Il tempo di Antigone

Dal mito nasce una delle prime tragedie di Sofocle, Antigone.

Creonte, re di Tebe, emana un editto che vieta all’intera città, pena la morte, la sepoltura del corpo di Polinice. La città, che deve obbedire al capo che si è scelto, rimane inerme di fronte a tale decisione. La città, ma non Antigone.

Quest’ultima, sorella di Polinice, sfida la legge del sovrano e segue la legge del suo cuore, oppone alla res publica i sentimenti, affronta il potere, il tiranno che non ammette di essere meno saggio e più debole di una donna. Quella donna, che si ribellava lei sola, è Antigone che capovolge le sorti di un casato, si toglie la vita prima che venga spogliata del suo diritto naturale. Quella stessa donna è nata non per odiare, ma per amare.

Antigone rappresenta la voce dell’alterità, della sfida al cambiamento. È il nome di chi si assume il rischio di essere sempre sé stessi, di chi è custode di un valore irrinunciabile, di chi ha la consapevolezza che l’essere privata di quel valore fa più paura di morire.

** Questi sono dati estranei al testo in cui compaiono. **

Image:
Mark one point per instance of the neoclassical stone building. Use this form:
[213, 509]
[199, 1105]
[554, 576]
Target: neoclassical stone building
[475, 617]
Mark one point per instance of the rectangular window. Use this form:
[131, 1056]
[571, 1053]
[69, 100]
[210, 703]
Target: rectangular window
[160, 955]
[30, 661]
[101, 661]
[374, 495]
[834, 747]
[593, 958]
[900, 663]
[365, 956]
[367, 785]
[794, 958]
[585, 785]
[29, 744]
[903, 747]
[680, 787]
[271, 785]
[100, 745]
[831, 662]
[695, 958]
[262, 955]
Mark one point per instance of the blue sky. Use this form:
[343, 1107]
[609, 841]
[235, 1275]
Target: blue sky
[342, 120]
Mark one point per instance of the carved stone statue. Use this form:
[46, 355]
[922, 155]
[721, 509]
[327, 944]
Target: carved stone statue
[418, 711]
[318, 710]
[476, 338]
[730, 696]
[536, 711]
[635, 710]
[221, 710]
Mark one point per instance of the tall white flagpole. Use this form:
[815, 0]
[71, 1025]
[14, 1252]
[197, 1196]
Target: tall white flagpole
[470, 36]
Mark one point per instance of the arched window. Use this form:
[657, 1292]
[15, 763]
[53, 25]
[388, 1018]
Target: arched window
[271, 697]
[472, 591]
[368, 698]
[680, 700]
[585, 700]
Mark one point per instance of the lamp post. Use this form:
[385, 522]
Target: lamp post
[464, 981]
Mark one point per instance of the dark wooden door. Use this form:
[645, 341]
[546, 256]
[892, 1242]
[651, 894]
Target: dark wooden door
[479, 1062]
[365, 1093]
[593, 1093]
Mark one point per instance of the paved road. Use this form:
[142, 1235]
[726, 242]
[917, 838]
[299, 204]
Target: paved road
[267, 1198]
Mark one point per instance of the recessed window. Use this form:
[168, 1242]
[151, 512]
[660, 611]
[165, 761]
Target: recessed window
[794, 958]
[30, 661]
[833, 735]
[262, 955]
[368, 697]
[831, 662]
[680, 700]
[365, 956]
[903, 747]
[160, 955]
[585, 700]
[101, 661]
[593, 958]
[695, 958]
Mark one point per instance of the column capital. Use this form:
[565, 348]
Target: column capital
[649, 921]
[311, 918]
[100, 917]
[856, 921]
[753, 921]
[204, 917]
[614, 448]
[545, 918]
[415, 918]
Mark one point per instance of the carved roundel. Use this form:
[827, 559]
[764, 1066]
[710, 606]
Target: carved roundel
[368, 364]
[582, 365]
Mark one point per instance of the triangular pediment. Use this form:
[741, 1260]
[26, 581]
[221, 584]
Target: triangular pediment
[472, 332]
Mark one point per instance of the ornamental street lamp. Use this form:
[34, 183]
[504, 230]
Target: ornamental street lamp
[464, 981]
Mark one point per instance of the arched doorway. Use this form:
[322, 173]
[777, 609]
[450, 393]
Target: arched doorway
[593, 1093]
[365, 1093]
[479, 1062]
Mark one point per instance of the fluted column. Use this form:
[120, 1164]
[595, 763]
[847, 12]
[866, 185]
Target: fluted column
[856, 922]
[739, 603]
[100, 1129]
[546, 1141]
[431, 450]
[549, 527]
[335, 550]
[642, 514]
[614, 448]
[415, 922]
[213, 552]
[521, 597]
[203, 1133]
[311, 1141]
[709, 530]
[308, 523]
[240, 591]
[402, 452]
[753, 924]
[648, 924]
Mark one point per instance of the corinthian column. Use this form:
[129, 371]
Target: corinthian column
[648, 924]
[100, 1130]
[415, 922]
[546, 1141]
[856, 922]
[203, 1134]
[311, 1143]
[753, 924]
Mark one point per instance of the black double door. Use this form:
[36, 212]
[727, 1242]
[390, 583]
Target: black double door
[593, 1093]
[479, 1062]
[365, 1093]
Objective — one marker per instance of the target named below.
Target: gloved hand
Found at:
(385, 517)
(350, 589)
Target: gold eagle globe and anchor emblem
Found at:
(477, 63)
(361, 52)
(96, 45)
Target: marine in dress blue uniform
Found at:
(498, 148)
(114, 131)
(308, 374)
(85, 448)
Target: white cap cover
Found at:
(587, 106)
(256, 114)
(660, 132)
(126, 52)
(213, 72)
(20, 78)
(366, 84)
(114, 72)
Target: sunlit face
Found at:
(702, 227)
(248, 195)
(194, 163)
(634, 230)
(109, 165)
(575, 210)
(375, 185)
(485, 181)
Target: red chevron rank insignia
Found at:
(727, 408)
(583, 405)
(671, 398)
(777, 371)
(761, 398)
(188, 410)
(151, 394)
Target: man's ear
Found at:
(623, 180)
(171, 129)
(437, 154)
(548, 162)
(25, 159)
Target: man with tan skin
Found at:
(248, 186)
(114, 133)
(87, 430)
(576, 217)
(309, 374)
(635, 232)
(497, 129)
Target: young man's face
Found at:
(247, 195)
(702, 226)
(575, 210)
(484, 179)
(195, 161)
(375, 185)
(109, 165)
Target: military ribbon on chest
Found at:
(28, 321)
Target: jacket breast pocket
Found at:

Chi è oggi Antigone? È Rosa Parks, afroamericana che sull’autobus si rifiuta di lasciare il posto perché riservato a un bianco; è l’italiano Piergiorgio Welby, affetto da distrofia muscolare che chiede il diritto alla morte; è Sidqqa, donna musulmana lapidata perché fuggita con l’uomo che amava tradendo il marito che era stato scelto per lei; è la voce dell’innocenza di Carlos De Luna, condannato alla sedia elettrica.

La nostra non è un’epoca amitologica, i miti si ripetono, mai uguali a loro stessi, ma leggermente alterati. Sono storie che non avvennero mai, ma sono sempre.